In het voorwoord staat onder andere: „Redding van de volken vroeg om een vertaling van de Heilige Schrift in andere talen. (...) Wij achten het (...) absoluut noodzakelijk dat de gelovigen een woord-voor-woordvertaling van de Bijbel hebben, die voor elk Hebreeuws woord een equivalent in het Latijn heeft.” Alfonso de Zamora was de aangewezen persoon om het maken van zo’n nieuwe Latijnse vertaling op zich te nemen, want hij was een erkend hebraïcus.

’Ik vind geen rustplaats voor mijn geest’

In een bepaald opzicht was het zestiende-eeuwse Spanje de ideale werkplek voor geleerden zoals Zamora. In de middeleeuwen was het een centrum van Joodse cultuur geworden. The Encyclopædia Britannica legt uit: „Met zijn grote islamitische en Joodse bevolking was het middeleeuwse Spanje het enige multiraciale en multireligieuze land in West-Europa. De ontwikkeling van de Spaanse beschaving op het gebied van religie, literatuur, kunst en architectuur in de late middeleeuwen is voor een groot deel daaraan te danken.”

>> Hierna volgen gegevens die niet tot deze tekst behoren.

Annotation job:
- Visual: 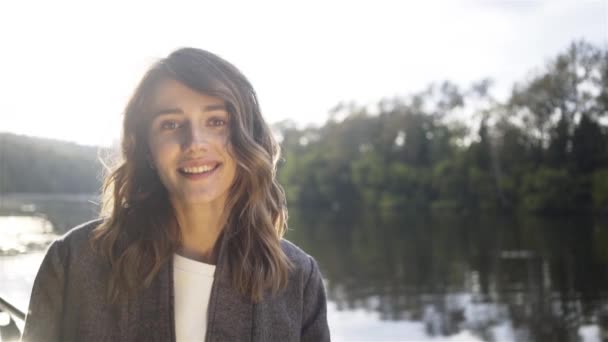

Omdat Spanje een grote Joodse gemeenschap had, waren er volop Hebreeuwse manuscripten van de Bijbel. Joodse afschrijvers in veel delen van Spanje hadden die met veel moeite overgeschreven zodat ze in de synagogen gebruikt konden worden voor het voorlezen uit de Thora. L. Goldschmidt zegt in zijn boek The Earliest Editions of the Hebrew Bible: „Niet alleen de Spaans-Portugese exemplaren van de Pentateuch werden door Joodse geleerden als het nauwkeurigst bezien, maar ook de manuscripten waarop deze exemplaren en de wetenschappelijke polyglots gebaseerd waren.”

Ondanks de voordelen die Spanje bood, pakten donkere wolken zich samen boven toekomstige Bijbelvertalers. In 1492 veroverden de katholieke legers van koning Ferdinand en koningin Isabella de laatste Moorse nederzetting in Spanje. Zoals in het begin werd gezegd, bepaalde het koningspaar in hetzelfde jaar dat iedereen die het Joodse geloof aanhing, uit Spanje verbannen zou worden. Tien jaar later werden de moslims door zo’n zelfde edict verdreven. Vanaf die tijd was het katholicisme de staatsreligie van Spanje en waren andere godsdiensten niet meer toegestaan.

Welke invloed zou dit nieuwe religieuze klimaat op het vertalen van de Bijbel hebben? Wat Alfonso de Zamora meemaakte is daar een typisch voorbeeld van. Hoewel deze geleerde Jood zich tot het katholicisme had bekeerd, weigerden de Spaanse geestelijken zijn achtergrond te negeren. Sommige tegenstanders verweten kardinaal Cisneros dat hij de deskundigheid van Joodse bekeerlingen gebruikte bij het samenstellen van zijn polyglot. Zamora had het erg moeilijk met deze aanvallen. In een manuscript dat in de Universiteit van Madrid wordt bewaard, klaagt hij: „Ik, (...) verlaten en gehaat door al mijn vrienden, die mijn vijanden zijn geworden, vind geen rustplaats voor mijn geest of mijn voetzolen.”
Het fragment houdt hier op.